Better move: offer three non-exclusive licenses: (1) a government-facing license–more a documentation that a company is free of any claim by the GOCO that it would interfere in deals with the federal government, with any sort of services that the company might request to improve its uptake and development processes; and (2) a non-government make/use license–free to anyone to make and use the subject invention, requiring only an exchange to confirm that a given company has accepted the license; and (3) a non-government license on FRAND terms–fair, reasonable, and non-discriminatory–to sell.

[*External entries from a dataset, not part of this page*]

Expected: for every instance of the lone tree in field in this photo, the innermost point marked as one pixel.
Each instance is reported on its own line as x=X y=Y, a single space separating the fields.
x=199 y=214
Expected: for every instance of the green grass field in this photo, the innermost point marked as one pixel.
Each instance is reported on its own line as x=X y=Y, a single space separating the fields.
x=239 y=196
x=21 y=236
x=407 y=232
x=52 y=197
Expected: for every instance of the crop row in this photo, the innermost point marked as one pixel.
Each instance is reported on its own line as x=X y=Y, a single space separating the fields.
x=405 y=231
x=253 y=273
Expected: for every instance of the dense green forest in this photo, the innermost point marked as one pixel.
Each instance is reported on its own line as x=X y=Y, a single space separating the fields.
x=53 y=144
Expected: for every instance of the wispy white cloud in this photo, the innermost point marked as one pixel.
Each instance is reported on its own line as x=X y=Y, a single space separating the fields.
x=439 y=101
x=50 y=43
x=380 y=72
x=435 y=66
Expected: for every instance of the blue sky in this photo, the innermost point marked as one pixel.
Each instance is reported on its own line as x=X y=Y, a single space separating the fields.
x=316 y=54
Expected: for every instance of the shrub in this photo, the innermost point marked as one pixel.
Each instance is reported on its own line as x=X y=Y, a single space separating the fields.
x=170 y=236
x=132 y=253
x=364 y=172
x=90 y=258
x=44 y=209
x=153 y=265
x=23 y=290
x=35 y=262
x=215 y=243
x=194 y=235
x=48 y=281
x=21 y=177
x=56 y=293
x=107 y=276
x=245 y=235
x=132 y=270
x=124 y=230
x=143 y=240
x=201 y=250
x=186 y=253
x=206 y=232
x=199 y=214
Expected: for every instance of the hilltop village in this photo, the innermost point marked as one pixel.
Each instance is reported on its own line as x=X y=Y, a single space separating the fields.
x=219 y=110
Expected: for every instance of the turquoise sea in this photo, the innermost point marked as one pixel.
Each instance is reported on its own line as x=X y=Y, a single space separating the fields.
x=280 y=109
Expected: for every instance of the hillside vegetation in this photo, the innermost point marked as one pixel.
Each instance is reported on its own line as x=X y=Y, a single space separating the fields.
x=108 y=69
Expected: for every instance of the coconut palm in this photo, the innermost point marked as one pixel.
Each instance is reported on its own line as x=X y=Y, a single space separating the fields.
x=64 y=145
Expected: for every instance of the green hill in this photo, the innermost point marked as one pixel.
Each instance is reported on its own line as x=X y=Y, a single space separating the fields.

Include a “relatively modest” license fee–consideration to embed the license in a binding contract–add in a royalty on sales–or an annual fee once there are sales–but so low and easy and direct that it makes no sense to try to game it or contest it, and maybe also include a lab offer–licensee’s choice–for the licensee to pay another modest amount for for a year’s assistance in working with the invention.
In this approach, one has three licenses, and companies can choose the level of relationship they want. If the government clearly is going to acquire the invention for its use, then assume the government will want multiple suppliers. Assume that if the invention morphs to non-governmental uses, it will do so on the same model as the government–for internal company use. And for that internal company use, a make/use license is all that’s needed. If the lab needs to show impact beans, then don’t bother charging a licensing fee for internal use–just track that such use is happening and promote it as broadly as makes sense. Companies that want sell, then, can get lab assistance–CRADA time. Why not use a licensing strategy that takes advantage of CRADA work?
Thus, while the GOCO panelist’s strategy is entirely in line with a standard university mindset about exclusive licensing, it runs against Bayh-Dole, government procurement expectations, forming broad relationships, pushing things toward CRADA, and counting beans of impact. Why would anyone go that way, other than that’s what everyone says they do? For what it’s worth, I’ve used the alternative strategy outlined above for twenty years, with plenty of success, lots of impact beans–and income–if those are the things that drive decisions about how to promote the use of inventions.